Auto.Sky also handles fat client virtualization. The constant monitoring allows the platform to scale the client resources in and out reducing the average hardware wingspan of the solution layer. Cloud resources are charged on a per-hour utilization, so any hour saved on unused resources during night hours and weekends have a positive impact on the cost, which is automatically managed by Auto.Sky. Up to 60 percent of the fat client resources can be saved when using Auto.Sky compared to a simple hosting approach making this platform an optimal solution for virtualizing any ERP.

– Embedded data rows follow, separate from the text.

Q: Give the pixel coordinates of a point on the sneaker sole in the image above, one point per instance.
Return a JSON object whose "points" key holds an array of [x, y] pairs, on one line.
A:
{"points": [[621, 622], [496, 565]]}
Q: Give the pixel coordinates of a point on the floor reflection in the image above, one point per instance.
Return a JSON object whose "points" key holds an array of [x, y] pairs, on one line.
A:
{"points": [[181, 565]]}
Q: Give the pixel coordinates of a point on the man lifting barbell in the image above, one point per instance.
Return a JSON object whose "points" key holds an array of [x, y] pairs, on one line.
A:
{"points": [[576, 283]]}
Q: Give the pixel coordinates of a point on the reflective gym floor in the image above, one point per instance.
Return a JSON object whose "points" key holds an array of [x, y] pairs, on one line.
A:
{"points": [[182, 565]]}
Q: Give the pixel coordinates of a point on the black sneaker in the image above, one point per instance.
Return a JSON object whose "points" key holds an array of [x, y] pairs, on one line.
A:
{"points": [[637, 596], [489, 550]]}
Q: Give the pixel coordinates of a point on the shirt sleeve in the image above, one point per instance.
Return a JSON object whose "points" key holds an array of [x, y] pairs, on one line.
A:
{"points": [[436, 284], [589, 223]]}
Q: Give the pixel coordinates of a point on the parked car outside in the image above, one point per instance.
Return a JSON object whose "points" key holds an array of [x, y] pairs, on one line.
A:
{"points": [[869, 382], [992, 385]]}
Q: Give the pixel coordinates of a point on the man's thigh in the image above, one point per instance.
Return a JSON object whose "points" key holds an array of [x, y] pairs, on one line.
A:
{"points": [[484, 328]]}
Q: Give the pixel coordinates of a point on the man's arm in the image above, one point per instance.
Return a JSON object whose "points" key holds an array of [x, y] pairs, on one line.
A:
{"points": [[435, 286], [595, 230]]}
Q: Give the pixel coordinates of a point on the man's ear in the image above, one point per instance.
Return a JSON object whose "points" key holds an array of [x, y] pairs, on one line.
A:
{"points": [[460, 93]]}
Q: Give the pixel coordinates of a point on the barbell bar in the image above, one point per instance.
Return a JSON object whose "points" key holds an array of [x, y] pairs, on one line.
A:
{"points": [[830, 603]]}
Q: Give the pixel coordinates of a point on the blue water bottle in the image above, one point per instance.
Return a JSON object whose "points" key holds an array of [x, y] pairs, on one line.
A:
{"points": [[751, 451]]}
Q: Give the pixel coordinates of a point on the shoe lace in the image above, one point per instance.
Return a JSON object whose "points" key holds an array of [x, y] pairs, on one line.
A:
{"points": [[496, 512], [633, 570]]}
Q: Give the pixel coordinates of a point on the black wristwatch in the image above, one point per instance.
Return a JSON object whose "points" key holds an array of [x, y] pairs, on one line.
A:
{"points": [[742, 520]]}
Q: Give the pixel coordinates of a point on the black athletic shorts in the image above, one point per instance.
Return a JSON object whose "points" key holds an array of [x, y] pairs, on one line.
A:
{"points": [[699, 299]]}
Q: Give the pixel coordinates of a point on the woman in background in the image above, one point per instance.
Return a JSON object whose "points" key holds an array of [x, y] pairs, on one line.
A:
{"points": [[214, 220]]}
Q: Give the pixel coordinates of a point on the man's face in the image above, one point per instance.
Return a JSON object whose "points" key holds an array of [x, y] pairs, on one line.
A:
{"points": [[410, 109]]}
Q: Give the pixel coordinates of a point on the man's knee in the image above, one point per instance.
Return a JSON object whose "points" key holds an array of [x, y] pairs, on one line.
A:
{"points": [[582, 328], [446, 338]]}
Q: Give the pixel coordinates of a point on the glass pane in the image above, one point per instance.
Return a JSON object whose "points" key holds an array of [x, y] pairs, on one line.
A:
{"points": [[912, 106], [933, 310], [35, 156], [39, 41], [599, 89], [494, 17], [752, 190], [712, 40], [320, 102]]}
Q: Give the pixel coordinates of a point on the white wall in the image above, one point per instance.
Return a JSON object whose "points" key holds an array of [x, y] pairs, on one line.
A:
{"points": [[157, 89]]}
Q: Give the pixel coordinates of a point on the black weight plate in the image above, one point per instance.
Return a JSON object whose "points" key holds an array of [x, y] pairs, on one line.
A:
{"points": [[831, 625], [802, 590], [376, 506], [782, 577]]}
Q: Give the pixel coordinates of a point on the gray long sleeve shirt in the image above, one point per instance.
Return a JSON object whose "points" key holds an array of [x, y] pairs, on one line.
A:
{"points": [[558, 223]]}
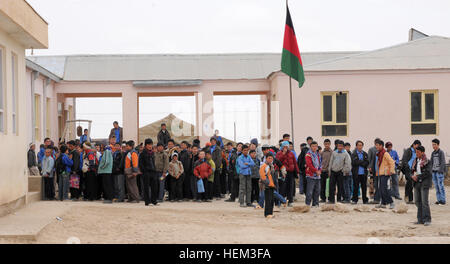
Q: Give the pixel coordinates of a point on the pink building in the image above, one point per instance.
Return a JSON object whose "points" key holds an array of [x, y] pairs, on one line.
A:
{"points": [[396, 93]]}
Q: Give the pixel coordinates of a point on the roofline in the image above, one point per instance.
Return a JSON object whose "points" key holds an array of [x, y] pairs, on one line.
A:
{"points": [[34, 10], [372, 51], [36, 67], [189, 54]]}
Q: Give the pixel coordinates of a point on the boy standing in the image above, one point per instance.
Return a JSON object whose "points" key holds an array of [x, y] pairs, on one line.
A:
{"points": [[360, 162], [66, 163], [287, 158], [384, 168], [421, 168], [32, 163], [313, 171], [326, 156], [266, 171], [245, 163], [161, 166], [176, 187], [47, 173], [202, 170], [209, 188], [339, 166], [394, 178], [233, 177], [255, 176], [131, 172]]}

There are certainly challenges to put an original on-premise guru in the same level of hardware efficiency as a cloud-native ERP. The customer loyalty and the value of highly customized guru of a company’s existing customer base will keep these client-server ERPs extremely relevant in the market for a long time. The first step to offering a one-way ticket to the cloud is finding the right hardware wingspan so they can fly lighter in the sky.